Until last summer, many women were taking estrogen regularly to replace that which their ovaries no longer produce.  A landmark study called The Women’s Health Initiative was being done to study among other things the effect of estrogen replacement on women’s heart health and breast cancer risk.  The study was canceled last year because the FDA analyzed the study and found that the health risks of hormone replacement therapy far outweighed the benefits of it.  As a result of this major move by the FDA, warning labels are being ordered to be placed on hormone replacement products.  An increased risk of heart attacks, strokes, invasive breast cancer, and blood clots in the lungs or legs was found in the hormone replacement therapy (HRT) users involved in the Women’s Health Initiative study.  If you are currently using HRT, talk to your doctor and find out why.  It has been stated by respected members of the staff at George Washington University and Columbia University that HRT should be used in as small a dose as possible for as short a time as possible.
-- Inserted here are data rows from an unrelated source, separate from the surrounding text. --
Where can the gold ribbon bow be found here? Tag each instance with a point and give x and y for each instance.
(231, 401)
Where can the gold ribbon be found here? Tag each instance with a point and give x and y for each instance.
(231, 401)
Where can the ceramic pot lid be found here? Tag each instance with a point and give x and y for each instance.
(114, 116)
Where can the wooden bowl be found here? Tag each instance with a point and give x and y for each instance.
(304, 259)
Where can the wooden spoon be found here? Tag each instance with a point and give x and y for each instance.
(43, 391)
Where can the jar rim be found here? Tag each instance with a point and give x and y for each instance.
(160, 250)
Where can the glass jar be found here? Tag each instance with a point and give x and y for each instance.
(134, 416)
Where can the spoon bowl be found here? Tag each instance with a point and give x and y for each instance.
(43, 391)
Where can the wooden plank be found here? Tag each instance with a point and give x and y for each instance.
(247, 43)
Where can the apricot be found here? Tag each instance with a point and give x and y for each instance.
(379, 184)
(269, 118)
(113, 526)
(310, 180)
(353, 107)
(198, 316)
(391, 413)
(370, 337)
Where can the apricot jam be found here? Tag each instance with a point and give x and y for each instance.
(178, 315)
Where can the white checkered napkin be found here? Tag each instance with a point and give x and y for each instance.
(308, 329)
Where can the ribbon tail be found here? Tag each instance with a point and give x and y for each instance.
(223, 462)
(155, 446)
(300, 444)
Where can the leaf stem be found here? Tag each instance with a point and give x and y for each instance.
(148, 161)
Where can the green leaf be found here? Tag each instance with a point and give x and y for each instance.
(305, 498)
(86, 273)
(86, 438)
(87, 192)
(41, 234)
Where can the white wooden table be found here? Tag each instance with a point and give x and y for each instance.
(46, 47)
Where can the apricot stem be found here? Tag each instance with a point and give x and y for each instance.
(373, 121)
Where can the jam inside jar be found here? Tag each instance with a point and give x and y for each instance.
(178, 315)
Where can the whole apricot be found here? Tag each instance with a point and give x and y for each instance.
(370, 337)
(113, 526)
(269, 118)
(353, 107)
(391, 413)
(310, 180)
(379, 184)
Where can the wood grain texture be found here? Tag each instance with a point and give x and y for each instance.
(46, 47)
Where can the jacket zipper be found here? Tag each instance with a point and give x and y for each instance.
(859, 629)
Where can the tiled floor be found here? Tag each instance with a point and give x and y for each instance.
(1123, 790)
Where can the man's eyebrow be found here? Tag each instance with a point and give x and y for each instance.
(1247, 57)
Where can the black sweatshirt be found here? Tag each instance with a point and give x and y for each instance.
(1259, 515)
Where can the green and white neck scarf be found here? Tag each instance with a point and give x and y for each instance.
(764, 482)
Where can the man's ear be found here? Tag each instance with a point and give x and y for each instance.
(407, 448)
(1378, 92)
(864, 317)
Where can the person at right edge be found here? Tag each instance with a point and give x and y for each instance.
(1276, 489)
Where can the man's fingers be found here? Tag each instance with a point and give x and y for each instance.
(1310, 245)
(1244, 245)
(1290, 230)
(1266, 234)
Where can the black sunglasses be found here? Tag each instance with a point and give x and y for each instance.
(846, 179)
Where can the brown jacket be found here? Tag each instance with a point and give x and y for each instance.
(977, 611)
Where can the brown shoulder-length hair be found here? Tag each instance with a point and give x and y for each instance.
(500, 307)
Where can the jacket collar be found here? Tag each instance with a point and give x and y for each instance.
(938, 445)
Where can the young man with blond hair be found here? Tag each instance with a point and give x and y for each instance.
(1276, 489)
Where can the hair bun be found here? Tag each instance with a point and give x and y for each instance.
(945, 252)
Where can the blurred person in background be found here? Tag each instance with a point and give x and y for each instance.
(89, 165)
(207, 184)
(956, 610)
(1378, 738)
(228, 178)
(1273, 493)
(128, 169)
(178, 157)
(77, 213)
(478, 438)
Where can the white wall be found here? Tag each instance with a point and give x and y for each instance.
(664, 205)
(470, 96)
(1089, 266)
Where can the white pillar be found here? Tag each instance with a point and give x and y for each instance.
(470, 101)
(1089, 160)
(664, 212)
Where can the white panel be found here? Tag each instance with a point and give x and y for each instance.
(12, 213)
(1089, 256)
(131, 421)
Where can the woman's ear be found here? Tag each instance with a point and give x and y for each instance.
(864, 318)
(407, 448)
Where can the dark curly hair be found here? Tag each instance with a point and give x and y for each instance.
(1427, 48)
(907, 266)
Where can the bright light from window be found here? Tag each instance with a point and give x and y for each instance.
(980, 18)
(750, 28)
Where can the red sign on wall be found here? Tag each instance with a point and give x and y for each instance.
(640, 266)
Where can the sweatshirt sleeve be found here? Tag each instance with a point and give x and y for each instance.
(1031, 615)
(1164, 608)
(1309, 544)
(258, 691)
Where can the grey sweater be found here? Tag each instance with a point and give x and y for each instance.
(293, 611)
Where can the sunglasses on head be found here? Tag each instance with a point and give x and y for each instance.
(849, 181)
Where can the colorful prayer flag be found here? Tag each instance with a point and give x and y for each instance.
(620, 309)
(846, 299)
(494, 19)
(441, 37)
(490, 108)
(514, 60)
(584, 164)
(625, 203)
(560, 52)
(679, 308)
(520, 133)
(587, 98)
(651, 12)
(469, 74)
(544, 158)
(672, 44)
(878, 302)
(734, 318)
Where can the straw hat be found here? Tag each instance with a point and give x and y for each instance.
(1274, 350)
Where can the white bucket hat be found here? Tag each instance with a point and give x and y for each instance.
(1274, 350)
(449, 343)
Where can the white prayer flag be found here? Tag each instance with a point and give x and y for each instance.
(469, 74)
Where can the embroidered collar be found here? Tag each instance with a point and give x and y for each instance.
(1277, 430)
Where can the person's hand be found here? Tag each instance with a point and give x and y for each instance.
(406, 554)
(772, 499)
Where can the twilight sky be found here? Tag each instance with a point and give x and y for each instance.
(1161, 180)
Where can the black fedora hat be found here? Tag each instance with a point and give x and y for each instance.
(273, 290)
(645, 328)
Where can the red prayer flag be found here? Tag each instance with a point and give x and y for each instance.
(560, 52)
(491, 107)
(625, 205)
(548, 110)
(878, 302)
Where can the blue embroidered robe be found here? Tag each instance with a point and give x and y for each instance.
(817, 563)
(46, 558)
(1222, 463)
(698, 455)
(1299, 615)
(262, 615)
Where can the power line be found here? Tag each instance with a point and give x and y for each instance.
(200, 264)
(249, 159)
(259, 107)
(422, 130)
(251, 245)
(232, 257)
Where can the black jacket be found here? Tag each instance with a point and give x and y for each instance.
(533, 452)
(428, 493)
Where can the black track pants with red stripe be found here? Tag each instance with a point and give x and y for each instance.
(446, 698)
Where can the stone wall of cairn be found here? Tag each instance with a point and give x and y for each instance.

The symptoms of menopause are not going to plague you forever, and there are things you can do to ease the discomfort caused by them.  Early lifestyle modifications can be immensely helpful.  There are workable alternatives to estrogen, and my next column will outline some of the best ones.  Until then, turn the thermostat down, avoid high amounts of sugar in your diet, drink at least 64 ounces of clean water every day, and treat your body well.